A mensagem de Dom Ximenes Belo na Comemoração do 7º aniversário da independência de Timor.

Trabalhar pela Independência de Timor-Leste, sendo bom cidadão em qualquer parte do mundo…Estudar, trabalhar, ser patriota respeitando os concidadãos e os estrangeiros, formando com todos a grande família humana, Dom Carlos Filipe Ximenes Belo.



Celebramos este ano da graça do Senhor, 2009, o 7º aniversário da independência de Timor. Considero a independência como um graça de Deus para o Povo Timorenses, e como um esforço e resultado da luta heróica de todos os timorenses. Como Estado, Timor, juridicamente começou a existir a partir de 20 de Maio de 2002. Como Nação, Timor oriental já era uma realidade antes dessa data. E Timor é a nossa Pátria, a Pátria timorense.

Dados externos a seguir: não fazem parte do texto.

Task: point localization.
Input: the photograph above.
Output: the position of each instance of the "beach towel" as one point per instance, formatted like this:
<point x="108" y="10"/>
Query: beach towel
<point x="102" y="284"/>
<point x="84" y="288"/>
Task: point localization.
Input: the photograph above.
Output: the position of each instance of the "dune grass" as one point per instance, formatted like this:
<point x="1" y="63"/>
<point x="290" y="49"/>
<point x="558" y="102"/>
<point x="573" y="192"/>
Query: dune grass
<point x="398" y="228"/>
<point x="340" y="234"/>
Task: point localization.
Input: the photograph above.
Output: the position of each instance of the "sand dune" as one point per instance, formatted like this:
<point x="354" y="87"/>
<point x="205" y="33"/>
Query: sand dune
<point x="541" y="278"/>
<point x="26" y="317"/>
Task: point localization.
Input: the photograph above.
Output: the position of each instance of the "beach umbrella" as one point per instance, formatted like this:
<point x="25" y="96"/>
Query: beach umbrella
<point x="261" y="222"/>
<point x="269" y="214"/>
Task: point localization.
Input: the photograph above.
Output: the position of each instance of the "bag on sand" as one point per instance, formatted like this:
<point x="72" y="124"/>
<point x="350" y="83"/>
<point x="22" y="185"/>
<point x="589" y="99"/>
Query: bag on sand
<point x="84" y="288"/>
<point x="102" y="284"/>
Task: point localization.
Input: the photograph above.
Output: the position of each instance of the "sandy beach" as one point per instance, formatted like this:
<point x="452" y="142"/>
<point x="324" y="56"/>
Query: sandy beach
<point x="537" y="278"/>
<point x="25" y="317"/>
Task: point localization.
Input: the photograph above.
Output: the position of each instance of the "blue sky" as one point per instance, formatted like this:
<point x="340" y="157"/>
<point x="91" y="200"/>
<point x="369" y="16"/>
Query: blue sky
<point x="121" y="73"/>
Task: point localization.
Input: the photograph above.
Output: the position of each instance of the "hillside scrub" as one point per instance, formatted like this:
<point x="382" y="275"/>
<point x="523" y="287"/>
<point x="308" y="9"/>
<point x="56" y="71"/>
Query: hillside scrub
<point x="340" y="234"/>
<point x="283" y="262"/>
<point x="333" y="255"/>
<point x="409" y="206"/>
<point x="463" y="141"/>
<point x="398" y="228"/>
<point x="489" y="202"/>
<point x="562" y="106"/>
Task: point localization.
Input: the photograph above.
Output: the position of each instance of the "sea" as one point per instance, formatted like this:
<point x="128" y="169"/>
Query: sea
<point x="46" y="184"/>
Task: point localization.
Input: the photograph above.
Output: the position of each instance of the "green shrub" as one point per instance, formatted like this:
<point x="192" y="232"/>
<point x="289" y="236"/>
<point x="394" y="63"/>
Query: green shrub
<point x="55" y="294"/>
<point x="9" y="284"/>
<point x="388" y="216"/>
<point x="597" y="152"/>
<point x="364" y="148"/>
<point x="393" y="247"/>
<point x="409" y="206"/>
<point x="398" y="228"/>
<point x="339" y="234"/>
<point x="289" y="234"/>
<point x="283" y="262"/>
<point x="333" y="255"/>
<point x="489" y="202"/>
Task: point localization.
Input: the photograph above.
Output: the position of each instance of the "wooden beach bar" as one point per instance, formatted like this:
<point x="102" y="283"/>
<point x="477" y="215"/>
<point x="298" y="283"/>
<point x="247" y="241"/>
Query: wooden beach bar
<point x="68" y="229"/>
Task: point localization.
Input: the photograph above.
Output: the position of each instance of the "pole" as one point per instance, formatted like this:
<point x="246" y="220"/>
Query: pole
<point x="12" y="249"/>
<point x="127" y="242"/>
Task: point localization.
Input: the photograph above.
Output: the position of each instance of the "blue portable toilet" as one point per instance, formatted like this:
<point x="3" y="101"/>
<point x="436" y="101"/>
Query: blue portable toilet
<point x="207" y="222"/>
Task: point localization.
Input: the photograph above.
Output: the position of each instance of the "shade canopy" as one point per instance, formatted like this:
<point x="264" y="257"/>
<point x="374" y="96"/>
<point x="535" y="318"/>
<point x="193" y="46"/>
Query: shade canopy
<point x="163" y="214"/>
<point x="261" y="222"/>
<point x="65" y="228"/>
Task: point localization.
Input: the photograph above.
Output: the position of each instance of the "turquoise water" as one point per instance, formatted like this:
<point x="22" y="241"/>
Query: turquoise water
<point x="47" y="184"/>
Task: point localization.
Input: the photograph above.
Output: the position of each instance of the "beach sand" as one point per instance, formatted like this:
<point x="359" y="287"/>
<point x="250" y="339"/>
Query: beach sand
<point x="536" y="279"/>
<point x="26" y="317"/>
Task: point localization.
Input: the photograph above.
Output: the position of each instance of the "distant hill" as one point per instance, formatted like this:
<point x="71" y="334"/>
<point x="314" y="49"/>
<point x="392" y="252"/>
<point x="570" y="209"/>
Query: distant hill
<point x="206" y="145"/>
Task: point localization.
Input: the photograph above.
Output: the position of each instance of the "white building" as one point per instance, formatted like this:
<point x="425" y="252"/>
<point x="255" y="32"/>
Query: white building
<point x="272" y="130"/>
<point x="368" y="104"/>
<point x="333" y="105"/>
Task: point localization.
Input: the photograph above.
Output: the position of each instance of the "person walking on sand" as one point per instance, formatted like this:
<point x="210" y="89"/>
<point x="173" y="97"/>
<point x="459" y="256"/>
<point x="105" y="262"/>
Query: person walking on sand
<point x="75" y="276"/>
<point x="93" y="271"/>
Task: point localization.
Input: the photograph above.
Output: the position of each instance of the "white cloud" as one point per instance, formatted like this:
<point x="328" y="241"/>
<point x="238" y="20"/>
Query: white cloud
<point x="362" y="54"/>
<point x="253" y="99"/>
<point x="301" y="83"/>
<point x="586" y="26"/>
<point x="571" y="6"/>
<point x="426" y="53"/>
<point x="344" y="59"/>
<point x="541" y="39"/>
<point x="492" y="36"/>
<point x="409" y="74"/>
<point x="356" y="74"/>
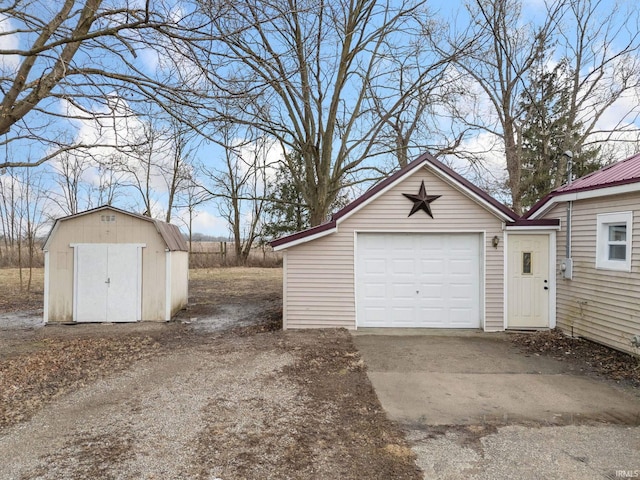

Esclareçamos um pouco estes três conceitos.
Nação: Segundo a definição dada pelo historiador português João Ameal, a nação é uma “ comunidade histórica de cultura. Funda-se numa história comum, e afinidade de espírito e instituições (mentalidade, educação, estilo de vida e de relações sociais, valores éticos, maneira de estar no mundo, inserção na natureza) e num sentimento de destino comum” (in Enciclopédia Luso-Brasileira de Cultura, Verbo, vol. 13, col. 1641). A nação é a realidade onde se nasce e é uma realidade sócio-histórica. Cada nação distingue-se pelas condições de que surge. Diferenciação linguística, étnica, religiosa, geográfica, política. “A nação corresponde a um conceito cultural onde ressaltam elementos culturais” (ibidem, vol. 14, col. 1464). Há nações que não são estados (ex. Os Curdos, talvez, os batak na Sumatra, Papua Barat, etc).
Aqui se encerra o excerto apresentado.